Anne Creissels / Clara Vidal-Rosset et Léa Perret
Anne Creissels / La soutenance : une performance universitaire
Pour être habilitée à diriger des recherches à l’université, je dois en passer par une soutenance, dos au public, face au jury. À quoi mon corps sert-il à ce moment-là ? Ma parole seule peut-elle porter mes idées ? Dans ces conditions, un enregistrement ne ferait-il pas aussi bien l’affaire ? Je veux bien me prêter au jeu de la soutenance mais à condition d’en révéler le caractère performatif et de ne pas prendre la parole. Je serai la petite main qui actionne le PowerPoint, le corps détaché de sa voix, le geste emprunté. Ce sera le contre-spectacle de la performance universitaire : une tentative paradoxale d’incorporation du savoir.
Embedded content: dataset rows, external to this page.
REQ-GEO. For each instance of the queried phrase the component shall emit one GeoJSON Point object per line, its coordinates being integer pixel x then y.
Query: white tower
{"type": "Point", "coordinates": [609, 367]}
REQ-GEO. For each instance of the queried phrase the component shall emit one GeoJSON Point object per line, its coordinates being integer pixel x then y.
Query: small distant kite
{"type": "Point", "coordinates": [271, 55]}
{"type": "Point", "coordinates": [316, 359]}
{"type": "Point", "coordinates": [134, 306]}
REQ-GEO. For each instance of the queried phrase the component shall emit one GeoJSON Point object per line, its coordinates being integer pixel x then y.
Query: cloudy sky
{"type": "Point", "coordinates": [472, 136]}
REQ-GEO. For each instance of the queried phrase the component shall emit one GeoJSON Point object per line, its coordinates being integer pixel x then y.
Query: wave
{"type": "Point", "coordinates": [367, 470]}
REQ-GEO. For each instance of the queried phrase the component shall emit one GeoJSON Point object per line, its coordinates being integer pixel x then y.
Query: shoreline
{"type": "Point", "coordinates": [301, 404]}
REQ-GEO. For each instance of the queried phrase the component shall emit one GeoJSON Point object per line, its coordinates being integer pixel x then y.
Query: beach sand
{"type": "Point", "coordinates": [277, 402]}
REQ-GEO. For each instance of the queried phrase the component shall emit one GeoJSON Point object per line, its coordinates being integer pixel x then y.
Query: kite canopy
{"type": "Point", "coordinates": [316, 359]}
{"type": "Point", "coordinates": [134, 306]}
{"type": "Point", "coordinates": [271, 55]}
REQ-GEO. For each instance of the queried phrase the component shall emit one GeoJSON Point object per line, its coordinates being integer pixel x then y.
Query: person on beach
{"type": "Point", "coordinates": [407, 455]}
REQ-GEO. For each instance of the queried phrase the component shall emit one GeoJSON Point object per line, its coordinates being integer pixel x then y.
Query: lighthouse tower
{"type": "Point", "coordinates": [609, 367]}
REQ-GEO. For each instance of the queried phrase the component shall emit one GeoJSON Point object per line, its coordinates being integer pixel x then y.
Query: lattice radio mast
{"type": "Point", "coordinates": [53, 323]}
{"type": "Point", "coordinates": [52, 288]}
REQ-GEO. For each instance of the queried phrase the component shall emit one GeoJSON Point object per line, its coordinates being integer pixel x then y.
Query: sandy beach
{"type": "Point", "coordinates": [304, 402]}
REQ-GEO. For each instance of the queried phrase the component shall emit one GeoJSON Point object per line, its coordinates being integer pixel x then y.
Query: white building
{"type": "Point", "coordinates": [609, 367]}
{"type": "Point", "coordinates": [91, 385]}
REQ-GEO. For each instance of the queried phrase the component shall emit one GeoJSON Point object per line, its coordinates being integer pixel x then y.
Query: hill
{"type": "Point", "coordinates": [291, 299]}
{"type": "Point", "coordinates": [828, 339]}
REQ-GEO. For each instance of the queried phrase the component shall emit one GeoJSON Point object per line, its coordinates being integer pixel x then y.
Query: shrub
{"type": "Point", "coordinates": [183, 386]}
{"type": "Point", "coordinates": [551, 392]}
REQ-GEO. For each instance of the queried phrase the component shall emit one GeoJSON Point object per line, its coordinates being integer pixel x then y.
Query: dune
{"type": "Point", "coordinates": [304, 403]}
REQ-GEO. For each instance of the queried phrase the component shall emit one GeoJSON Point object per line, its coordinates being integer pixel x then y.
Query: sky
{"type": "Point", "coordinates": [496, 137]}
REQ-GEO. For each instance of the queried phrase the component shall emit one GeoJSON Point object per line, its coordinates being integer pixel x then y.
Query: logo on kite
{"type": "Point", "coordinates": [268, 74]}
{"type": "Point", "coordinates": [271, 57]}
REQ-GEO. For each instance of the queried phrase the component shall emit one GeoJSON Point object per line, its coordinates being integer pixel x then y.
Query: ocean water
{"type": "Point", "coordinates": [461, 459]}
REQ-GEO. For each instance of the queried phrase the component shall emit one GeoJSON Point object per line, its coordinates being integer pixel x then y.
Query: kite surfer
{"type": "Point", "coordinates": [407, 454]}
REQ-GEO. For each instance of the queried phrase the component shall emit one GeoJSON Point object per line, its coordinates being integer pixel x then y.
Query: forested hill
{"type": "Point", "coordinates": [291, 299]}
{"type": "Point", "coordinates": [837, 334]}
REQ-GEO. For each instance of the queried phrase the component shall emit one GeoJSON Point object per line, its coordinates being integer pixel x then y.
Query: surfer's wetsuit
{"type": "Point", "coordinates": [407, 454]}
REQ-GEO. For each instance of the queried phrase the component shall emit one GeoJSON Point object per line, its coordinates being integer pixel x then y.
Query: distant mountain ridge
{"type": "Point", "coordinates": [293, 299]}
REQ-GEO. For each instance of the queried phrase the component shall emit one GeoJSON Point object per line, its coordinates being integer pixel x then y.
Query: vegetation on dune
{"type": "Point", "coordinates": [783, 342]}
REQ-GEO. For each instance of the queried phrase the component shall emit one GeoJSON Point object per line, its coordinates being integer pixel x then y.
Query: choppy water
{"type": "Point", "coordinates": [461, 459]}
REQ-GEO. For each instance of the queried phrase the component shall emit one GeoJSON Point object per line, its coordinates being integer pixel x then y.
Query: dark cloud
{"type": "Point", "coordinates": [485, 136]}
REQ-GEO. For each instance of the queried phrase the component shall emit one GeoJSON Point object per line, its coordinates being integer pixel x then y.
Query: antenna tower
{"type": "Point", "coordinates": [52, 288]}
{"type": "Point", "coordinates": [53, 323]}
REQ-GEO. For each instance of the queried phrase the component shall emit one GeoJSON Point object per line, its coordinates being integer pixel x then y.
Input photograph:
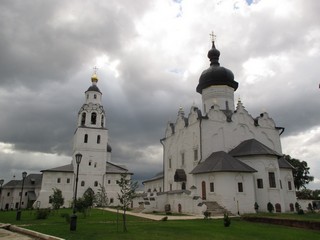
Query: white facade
{"type": "Point", "coordinates": [12, 192]}
{"type": "Point", "coordinates": [222, 154]}
{"type": "Point", "coordinates": [95, 169]}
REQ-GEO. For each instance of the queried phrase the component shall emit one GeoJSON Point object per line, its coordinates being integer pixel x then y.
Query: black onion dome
{"type": "Point", "coordinates": [93, 88]}
{"type": "Point", "coordinates": [109, 149]}
{"type": "Point", "coordinates": [215, 74]}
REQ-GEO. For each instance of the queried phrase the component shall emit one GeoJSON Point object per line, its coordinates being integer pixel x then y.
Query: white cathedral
{"type": "Point", "coordinates": [90, 140]}
{"type": "Point", "coordinates": [220, 158]}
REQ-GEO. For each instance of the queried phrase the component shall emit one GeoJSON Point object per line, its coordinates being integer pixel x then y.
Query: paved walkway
{"type": "Point", "coordinates": [12, 232]}
{"type": "Point", "coordinates": [159, 217]}
{"type": "Point", "coordinates": [32, 235]}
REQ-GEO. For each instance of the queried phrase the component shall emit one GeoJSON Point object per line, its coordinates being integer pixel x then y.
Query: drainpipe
{"type": "Point", "coordinates": [161, 141]}
{"type": "Point", "coordinates": [280, 128]}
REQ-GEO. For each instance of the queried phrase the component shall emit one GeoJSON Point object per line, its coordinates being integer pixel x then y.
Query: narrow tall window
{"type": "Point", "coordinates": [93, 118]}
{"type": "Point", "coordinates": [195, 153]}
{"type": "Point", "coordinates": [260, 183]}
{"type": "Point", "coordinates": [182, 159]}
{"type": "Point", "coordinates": [211, 187]}
{"type": "Point", "coordinates": [272, 180]}
{"type": "Point", "coordinates": [102, 121]}
{"type": "Point", "coordinates": [83, 119]}
{"type": "Point", "coordinates": [240, 187]}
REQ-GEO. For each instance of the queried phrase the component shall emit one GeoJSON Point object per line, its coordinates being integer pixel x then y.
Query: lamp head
{"type": "Point", "coordinates": [78, 158]}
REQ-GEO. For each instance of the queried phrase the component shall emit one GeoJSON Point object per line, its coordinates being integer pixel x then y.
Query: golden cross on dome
{"type": "Point", "coordinates": [213, 36]}
{"type": "Point", "coordinates": [95, 69]}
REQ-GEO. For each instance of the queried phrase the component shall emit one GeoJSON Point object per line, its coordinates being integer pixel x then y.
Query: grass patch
{"type": "Point", "coordinates": [315, 217]}
{"type": "Point", "coordinates": [99, 224]}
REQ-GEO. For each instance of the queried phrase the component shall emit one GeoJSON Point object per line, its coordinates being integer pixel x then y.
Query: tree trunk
{"type": "Point", "coordinates": [124, 221]}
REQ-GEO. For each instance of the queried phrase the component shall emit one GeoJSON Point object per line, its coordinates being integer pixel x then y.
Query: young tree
{"type": "Point", "coordinates": [56, 198]}
{"type": "Point", "coordinates": [300, 172]}
{"type": "Point", "coordinates": [126, 195]}
{"type": "Point", "coordinates": [101, 198]}
{"type": "Point", "coordinates": [85, 202]}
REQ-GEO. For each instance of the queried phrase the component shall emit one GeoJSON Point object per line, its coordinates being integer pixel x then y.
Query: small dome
{"type": "Point", "coordinates": [215, 74]}
{"type": "Point", "coordinates": [94, 78]}
{"type": "Point", "coordinates": [109, 149]}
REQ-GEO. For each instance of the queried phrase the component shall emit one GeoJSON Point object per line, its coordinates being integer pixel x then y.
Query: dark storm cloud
{"type": "Point", "coordinates": [47, 46]}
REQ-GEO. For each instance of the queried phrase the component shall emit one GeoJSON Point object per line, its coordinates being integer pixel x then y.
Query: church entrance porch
{"type": "Point", "coordinates": [204, 191]}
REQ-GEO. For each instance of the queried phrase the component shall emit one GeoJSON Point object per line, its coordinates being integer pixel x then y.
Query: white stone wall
{"type": "Point", "coordinates": [153, 186]}
{"type": "Point", "coordinates": [50, 181]}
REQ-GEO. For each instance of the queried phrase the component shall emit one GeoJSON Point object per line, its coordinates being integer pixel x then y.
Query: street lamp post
{"type": "Point", "coordinates": [1, 182]}
{"type": "Point", "coordinates": [73, 218]}
{"type": "Point", "coordinates": [18, 217]}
La soutenance a eu lieu il y a un an à Mains d’œuvres à Saint-Ouen. La mise en scène du « temps de parole de la candidate » se voulait une réflexion plus large sur les dispositifs de pouvoir présidant à la légitimation de savoirs et sur les motivations souterraines, personnelles et affectives, d’une recherche scientifique. Hors contexte originel, hors enjeu universitaire, hors fonction utilitaire, le re-enactment de ce rituel pour l’obtention d’un diplôme renforce la possibilité de projection de chacun·e dans cette situation, somme toute commune, d’avoir à « faire ses preuves ». Avec en toile de fond cette question : par quelles voies un corps contraint (par son sexe, son histoire et l’institution) peut-il délivrer une subjectivité dissidente ?
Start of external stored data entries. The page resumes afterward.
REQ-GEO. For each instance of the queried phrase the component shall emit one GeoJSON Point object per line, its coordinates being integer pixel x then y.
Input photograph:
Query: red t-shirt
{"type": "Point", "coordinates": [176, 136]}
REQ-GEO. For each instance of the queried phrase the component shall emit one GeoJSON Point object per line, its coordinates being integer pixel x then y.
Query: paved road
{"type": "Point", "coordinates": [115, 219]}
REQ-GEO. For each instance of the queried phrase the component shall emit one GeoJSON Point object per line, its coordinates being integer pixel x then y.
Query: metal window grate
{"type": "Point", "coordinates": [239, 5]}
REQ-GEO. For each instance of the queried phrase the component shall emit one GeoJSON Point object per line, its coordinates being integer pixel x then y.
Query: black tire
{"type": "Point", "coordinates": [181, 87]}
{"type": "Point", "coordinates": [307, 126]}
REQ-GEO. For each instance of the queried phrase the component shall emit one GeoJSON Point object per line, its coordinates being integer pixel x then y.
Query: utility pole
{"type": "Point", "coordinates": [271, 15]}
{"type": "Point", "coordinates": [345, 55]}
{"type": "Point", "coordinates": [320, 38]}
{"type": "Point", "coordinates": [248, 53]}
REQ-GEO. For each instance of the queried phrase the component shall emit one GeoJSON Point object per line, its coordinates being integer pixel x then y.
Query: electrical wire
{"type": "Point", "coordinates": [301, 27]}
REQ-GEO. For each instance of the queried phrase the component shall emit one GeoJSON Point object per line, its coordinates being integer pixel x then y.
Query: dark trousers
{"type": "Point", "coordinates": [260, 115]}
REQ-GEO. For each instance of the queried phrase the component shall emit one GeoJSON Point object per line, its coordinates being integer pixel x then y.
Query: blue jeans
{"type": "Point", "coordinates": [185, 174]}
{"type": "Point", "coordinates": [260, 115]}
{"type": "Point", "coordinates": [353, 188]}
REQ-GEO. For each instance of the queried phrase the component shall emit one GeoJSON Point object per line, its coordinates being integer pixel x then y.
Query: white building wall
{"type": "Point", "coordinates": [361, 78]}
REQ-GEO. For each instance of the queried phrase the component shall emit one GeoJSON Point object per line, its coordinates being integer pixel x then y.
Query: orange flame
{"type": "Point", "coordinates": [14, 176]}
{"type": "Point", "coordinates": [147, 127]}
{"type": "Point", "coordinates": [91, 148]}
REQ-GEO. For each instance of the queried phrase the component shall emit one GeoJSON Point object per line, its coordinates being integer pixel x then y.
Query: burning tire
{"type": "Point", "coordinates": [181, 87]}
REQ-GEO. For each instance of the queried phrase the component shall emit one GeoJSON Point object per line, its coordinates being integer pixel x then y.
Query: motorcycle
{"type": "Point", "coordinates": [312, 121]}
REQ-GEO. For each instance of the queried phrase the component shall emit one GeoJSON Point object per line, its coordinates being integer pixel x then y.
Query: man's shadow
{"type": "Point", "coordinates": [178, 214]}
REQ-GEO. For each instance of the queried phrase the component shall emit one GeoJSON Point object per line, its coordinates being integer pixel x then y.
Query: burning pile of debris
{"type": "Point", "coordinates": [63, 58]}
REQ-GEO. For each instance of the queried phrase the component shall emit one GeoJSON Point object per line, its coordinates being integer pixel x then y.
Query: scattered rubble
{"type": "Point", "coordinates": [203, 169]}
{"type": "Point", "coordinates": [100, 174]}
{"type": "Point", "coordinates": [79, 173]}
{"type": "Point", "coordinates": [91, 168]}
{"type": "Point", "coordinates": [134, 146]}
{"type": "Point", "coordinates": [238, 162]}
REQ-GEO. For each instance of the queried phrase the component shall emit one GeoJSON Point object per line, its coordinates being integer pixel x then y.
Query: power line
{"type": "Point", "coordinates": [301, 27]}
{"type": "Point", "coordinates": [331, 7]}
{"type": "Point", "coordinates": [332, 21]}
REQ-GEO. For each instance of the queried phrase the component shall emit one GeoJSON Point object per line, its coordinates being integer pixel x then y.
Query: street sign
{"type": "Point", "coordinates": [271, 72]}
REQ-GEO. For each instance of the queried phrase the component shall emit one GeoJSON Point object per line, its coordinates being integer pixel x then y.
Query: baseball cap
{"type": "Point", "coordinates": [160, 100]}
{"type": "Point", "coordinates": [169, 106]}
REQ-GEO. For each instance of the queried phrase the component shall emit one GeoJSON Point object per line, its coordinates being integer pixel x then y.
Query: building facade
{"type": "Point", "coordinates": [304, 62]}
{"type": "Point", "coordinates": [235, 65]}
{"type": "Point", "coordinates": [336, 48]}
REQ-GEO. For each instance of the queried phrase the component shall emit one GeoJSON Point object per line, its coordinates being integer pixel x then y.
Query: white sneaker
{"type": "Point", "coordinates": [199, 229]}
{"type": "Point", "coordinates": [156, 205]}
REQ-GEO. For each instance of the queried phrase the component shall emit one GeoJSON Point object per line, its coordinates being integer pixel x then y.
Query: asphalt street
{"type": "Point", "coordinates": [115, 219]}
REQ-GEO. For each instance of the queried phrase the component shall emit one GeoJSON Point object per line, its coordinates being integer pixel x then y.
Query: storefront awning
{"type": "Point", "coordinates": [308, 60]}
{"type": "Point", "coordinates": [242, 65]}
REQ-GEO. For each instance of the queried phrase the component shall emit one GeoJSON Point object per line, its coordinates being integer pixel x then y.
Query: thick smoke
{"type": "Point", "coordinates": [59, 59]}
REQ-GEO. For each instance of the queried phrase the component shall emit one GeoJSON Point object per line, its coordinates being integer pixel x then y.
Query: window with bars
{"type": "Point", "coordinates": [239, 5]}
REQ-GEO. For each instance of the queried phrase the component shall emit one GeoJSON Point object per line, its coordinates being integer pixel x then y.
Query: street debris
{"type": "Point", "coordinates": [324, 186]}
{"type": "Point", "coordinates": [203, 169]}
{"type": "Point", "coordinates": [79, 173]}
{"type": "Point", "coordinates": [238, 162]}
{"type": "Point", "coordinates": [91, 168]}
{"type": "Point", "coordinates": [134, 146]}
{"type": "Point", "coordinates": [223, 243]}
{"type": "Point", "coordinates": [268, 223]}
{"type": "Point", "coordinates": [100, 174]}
Clara Vidal-Rosset et Léa Perret / Votre temps d’attente est réestimé
En s’emparant d’éléments textuels considérés comme non littéraires et purement fonctionnels (paperasse administrative, lettre de motivation, formulaire de santé, déclaration pôle-emploi etc.), Clara Vidal-Rosset et Léa Perret évoquent le caractère absurde et aliénant du système administratif en faisant de ces documents de véritables « poèmes ready-made » riches de potentialités.
Biographies
Anne Creissels est enseignante chercheure à l’université de Lille et artiste dans le champ de la performance. Docteure de l’EHESS (École des hautes études en sciences sociales) en histoire et théorie des arts et agrégée d’arts plastiques, ses recherches, à la fois théoriques et artistiques, portent sur la survivance de mythes dans l’art contemporain et la mémoire inconsciente des images ; les représentations et constructions identitaires en jeu dans l’art ; le geste dansé dans sa dimension performative et son lien aux arts visuels ; les pratiques d’incorporation du savoir et du langage. Après un premier essai sur l’art, intitulé Prêter son corps au mythe : le féminin et l’art contemporain (Le Félin, 2009), elle s’apprête à publier Le Geste emprunté (Le Félin, janvier 2019). Les formes performatives et scéniques qu’elle déploie, seule ou au sein du Laboratoire de la contre-performance(collectif d’artistes et chercheur·e·s) bénéficient régulièrement du soutien de la Ménagerie de verre à Paris. Elles ont été présentées dans différents lieux, notamment : Micadanses, Musée de la chasse et de la nature, Musée Picasso, Point éphémère et Musée Cognacq-Jay à Paris, Générateur à Gentilly, Musée des Beaux-arts d’Arras, Anis Gras à Arcueil.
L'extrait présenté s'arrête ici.